Hi,
This is the v6 of two x86 fixes.
1) x86/delay: Fix the wrong Assembly constraint in delay_loop() function. 2) x86/MCE/AMD: Fix memory leak when `threshold_create_bank()` fails.
## Changelog
v6: - Remove unnecessary Cc tags. - Undo the stable mark for patch 1. - Update commit message, emphasize the danger when the compiler decides to inline the function. - Fix the Fixes tag sha1 in patch 1. - Change the helper function name to __threshold_remove_device().
v5: - Mark patch #1 for stable. - Commit message improvement for patch #1 and #2. - Fold in changes from Yazen and Alviro (for patch #2).
v4: - Address comment from Greg, sha1 commit Fixes only needs to be 12 chars. - Add the author of the fixed commit to the CC list.
v3: - Fold in changes from Alviro, the previous version is still leaking @bank[n].
v2: - Fix wrong copy/paste.
Signed-off-by: Alviro Iskandar Setiawan alviro.iskandar@gnuweeb.org Signed-off-by: Yazen Ghannam yazen.ghannam@amd.com Signed-off-by: Ammar Faizi ammarfaizi2@gnuweeb.org --- Ammar Faizi (2): x86/delay: Fix the wrong asm constraint in `delay_loop()` x86/MCE/AMD: Fix memory leak when `threshold_create_bank()` fails
arch/x86/kernel/cpu/mce/amd.c | 32 +++++++++++++++++++------------- arch/x86/lib/delay.c | 4 ++-- 2 files changed, 21 insertions(+), 15 deletions(-)

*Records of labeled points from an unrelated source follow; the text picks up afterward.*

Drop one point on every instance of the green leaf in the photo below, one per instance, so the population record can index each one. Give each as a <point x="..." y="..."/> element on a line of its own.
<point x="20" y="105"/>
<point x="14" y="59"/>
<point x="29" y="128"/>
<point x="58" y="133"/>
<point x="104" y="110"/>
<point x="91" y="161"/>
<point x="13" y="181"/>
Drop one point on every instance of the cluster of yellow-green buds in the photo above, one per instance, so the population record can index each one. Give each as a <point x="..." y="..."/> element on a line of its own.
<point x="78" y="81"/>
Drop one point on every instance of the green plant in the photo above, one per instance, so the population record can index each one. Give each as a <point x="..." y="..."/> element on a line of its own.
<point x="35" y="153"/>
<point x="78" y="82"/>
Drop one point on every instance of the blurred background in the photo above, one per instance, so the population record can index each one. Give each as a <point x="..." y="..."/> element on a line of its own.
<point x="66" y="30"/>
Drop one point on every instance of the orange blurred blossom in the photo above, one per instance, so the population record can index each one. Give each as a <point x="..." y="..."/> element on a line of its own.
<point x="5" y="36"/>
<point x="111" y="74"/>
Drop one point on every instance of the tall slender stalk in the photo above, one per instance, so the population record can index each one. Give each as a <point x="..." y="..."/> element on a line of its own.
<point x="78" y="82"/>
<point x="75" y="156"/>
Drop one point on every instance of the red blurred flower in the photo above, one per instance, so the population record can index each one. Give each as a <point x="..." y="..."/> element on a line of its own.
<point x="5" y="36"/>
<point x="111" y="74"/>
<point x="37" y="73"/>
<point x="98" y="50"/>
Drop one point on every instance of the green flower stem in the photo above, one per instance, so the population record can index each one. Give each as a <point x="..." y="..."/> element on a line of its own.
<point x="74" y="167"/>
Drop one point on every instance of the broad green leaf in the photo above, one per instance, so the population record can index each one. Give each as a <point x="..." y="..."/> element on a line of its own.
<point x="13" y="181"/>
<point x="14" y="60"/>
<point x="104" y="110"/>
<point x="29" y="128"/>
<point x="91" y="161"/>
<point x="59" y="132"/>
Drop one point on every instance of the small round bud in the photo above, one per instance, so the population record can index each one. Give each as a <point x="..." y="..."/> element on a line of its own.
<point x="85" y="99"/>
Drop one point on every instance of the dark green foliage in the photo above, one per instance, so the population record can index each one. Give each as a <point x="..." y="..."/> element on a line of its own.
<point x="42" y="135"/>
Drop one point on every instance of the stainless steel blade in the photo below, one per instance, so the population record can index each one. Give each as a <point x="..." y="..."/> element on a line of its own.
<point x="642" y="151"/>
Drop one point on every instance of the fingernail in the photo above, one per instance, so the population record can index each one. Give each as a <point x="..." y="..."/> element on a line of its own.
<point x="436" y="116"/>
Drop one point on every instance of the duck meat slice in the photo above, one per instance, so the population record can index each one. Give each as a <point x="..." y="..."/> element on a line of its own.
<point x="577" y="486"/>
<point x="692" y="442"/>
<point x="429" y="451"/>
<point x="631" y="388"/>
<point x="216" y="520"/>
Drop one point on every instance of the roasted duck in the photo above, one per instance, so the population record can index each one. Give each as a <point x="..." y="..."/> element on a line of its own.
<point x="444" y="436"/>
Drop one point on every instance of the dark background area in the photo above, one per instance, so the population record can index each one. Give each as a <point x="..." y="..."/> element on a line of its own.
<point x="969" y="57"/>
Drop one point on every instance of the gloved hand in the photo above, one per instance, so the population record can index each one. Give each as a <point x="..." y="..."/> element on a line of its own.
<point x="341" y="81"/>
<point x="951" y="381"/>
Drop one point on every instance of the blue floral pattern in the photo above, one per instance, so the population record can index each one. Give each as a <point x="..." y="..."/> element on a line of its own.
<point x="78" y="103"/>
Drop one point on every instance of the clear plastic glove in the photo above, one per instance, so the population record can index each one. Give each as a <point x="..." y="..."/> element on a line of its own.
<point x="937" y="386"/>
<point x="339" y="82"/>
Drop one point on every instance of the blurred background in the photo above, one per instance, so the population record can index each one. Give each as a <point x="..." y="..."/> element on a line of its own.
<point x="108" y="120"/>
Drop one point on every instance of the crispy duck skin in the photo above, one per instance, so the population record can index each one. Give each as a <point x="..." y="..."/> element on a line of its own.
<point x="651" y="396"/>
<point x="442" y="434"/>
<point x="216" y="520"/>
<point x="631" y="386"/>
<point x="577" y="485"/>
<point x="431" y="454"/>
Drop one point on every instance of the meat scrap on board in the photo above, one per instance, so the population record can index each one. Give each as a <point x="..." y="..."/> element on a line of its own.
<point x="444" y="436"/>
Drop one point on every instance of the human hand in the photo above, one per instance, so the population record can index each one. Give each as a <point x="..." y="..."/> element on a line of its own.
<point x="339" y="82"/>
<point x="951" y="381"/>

base-commit: 1930a6e739c4b4a654a69164dbe39e554d228915
The asm constraint does not reflect that the asm statement can modify the value of @loops. But the asm statement in delay_loop() does modify the @loops.

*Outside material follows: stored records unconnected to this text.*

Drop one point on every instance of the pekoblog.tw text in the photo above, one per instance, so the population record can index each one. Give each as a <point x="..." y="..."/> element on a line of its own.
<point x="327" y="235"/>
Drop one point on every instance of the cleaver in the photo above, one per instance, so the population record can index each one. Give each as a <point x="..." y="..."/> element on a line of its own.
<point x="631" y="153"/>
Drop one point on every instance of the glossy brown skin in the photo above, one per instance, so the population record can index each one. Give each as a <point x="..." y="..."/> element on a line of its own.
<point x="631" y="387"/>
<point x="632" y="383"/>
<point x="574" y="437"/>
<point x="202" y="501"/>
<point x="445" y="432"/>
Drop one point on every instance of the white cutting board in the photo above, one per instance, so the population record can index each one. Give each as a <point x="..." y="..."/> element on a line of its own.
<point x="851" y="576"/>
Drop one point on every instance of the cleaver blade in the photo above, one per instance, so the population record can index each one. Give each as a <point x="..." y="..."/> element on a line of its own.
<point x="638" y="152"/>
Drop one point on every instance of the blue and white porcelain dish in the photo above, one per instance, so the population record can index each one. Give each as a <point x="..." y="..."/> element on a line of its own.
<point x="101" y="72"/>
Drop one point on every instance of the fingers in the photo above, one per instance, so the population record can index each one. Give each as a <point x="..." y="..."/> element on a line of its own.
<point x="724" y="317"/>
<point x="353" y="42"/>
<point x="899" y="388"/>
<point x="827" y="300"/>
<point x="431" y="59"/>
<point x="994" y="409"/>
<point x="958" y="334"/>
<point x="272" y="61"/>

Specifiying the wrong constraint may lead to undefined behavior, it may clobber random stuff (e.g. local variable, important temporary value in regs, etc.). This is especially dangerous when the compiler decides to inline the function and since it doesn't know that the value gets modified, it might decide to use it from a register directly without reloading it.
Fix this by changing the constraint from "a" (as an input) to "+a" (as an input and output).
Cc: David Laight David.Laight@ACULAB.COM Cc: Jiri Hladky hladky.jiri@googlemail.com Cc: Alviro Iskandar Setiawan alviro.iskandar@gnuweeb.org Fixes: e01b70ef3eb3 ("x86: fix bug in arch/i386/lib/delay.c file, delay_loop function") Signed-off-by: Ammar Faizi ammarfaizi2@gnuweeb.org ---
v6: - Remove unnecessary Cc tags. - Update commit message, emphasize the danger when the compiler decides to inline the function. - Fix the Fixes tag sha1. - Remove stable Cc.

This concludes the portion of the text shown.